El prelado polaco advirtió que el vivir en medio de las cosas artificiales creadas por el ser humano, “poco a poco cambia nuestra percepción de la realidad y de nosotros mismos”; y, “sin darnos cuenta, nos olvidamos de dónde estamos y de quiénes somos, perdemos el sentido de nuestra verdadera dimensión”.

En esta parte de la meditación, Monseñor Vokal contrastó esa especie de dicotomía del ser humano: su pequeñez y, a la vez, su grandeza.

Efectivamente, el ser humano es como una brizna de hierba –cita al profeta Amós–; somos “casi nada”, pero “nuestro corazón es capaz de lo infinito”.

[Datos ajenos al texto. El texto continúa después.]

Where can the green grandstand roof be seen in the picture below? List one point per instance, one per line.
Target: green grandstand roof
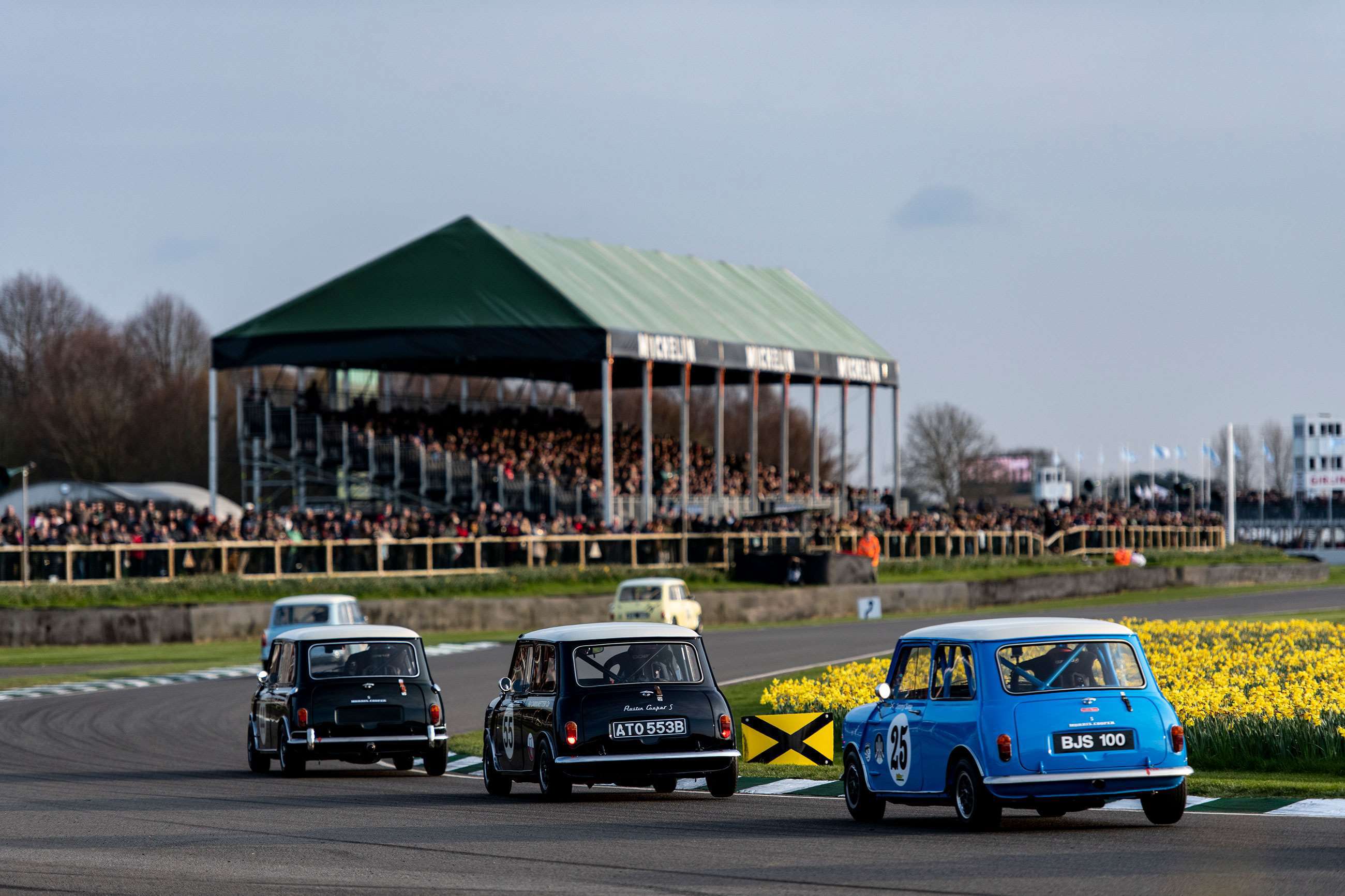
(474, 295)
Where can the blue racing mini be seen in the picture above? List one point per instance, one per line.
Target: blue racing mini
(1054, 715)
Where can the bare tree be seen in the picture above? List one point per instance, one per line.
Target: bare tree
(1281, 470)
(34, 312)
(943, 446)
(171, 338)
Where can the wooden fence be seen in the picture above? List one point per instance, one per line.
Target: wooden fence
(100, 565)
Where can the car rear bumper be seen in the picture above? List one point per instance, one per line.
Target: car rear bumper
(380, 743)
(639, 765)
(1088, 786)
(1056, 777)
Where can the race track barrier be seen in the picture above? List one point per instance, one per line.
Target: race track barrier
(364, 558)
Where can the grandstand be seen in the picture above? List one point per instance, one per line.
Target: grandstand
(476, 301)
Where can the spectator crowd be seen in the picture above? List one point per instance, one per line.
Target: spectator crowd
(555, 444)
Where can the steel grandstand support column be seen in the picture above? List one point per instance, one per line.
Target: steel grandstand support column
(815, 439)
(845, 443)
(719, 441)
(873, 403)
(647, 441)
(686, 444)
(785, 438)
(214, 443)
(606, 373)
(752, 443)
(896, 449)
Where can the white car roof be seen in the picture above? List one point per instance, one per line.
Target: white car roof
(314, 598)
(348, 633)
(1020, 628)
(604, 630)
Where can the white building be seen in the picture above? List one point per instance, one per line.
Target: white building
(1052, 485)
(1319, 454)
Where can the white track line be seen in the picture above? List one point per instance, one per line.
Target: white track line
(782, 786)
(1313, 809)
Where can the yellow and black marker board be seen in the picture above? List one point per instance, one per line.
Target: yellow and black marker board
(788, 739)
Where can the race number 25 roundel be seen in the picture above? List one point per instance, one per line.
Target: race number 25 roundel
(899, 750)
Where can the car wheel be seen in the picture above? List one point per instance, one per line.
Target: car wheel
(436, 761)
(259, 762)
(497, 785)
(859, 798)
(556, 786)
(291, 764)
(1167, 807)
(976, 808)
(724, 784)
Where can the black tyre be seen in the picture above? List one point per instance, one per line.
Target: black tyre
(724, 784)
(436, 761)
(976, 808)
(556, 786)
(292, 762)
(1167, 807)
(257, 762)
(497, 785)
(859, 798)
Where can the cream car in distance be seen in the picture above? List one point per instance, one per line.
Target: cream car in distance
(657, 600)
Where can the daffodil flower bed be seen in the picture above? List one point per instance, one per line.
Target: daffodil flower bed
(1251, 695)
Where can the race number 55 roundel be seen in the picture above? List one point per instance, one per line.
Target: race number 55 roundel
(899, 750)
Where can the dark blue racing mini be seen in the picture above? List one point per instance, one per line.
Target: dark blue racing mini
(1054, 715)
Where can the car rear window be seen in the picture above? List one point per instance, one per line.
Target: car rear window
(1068, 665)
(296, 614)
(364, 660)
(638, 663)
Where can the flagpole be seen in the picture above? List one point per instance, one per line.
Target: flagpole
(1263, 490)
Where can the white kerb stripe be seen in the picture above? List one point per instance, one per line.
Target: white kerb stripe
(1313, 808)
(783, 786)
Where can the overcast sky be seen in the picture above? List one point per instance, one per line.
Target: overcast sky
(1088, 223)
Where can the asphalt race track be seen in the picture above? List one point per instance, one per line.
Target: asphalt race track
(147, 791)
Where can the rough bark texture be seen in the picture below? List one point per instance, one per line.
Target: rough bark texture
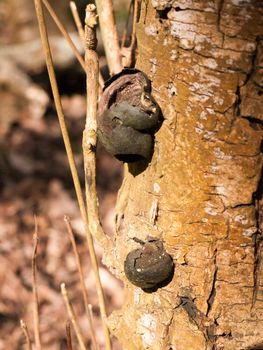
(201, 189)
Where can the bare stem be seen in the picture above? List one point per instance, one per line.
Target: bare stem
(26, 333)
(109, 35)
(72, 317)
(68, 334)
(124, 34)
(103, 239)
(82, 283)
(81, 32)
(66, 35)
(89, 145)
(35, 294)
(77, 21)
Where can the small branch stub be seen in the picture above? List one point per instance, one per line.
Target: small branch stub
(91, 22)
(128, 116)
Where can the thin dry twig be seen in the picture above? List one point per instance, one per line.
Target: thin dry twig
(26, 333)
(64, 33)
(81, 32)
(103, 239)
(75, 15)
(128, 53)
(109, 35)
(68, 334)
(124, 34)
(67, 36)
(89, 143)
(72, 317)
(35, 294)
(82, 283)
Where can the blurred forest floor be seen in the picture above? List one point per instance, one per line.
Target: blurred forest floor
(35, 179)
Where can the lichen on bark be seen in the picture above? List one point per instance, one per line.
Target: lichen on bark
(199, 192)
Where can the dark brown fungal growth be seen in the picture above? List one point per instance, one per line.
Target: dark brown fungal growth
(149, 267)
(128, 116)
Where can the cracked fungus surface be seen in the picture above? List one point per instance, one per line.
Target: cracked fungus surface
(205, 61)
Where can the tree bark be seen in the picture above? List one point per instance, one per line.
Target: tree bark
(201, 190)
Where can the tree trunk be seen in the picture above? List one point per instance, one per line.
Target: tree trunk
(200, 193)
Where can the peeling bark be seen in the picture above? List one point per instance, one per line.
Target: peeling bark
(205, 60)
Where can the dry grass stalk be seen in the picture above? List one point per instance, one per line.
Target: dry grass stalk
(81, 32)
(72, 317)
(125, 31)
(68, 334)
(64, 33)
(77, 21)
(103, 238)
(35, 294)
(89, 144)
(128, 53)
(82, 283)
(109, 35)
(67, 37)
(26, 333)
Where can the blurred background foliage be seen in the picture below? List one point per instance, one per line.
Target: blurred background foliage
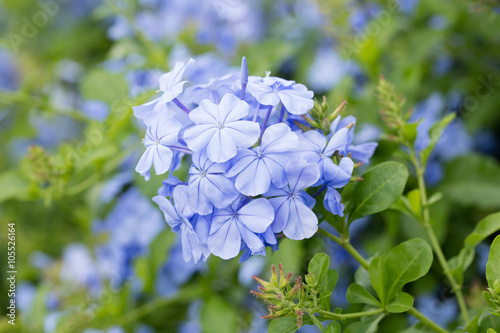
(93, 252)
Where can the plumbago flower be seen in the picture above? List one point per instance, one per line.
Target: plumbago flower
(254, 156)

Es decir, “entre todas las criaturas creadas por Dios, nosotros, los seres humanos, somos los únicos en reconocer y a veces oír, la omnipotencia de Dios, y ver su incomprensible grandeza en todo, en su amor que se presenta, blando, compasivo, como el de una madre para sus hijos pequeños y frágiles”, subrayó el Obispo polaco.

Monseñor Vokal concluyó su meditación con un llamado a la Misericordia y rogó por la intercesión de San Juan Pablo II para que “siempre seamos más misericordiosos, como lo es nuestro Padre celestial”.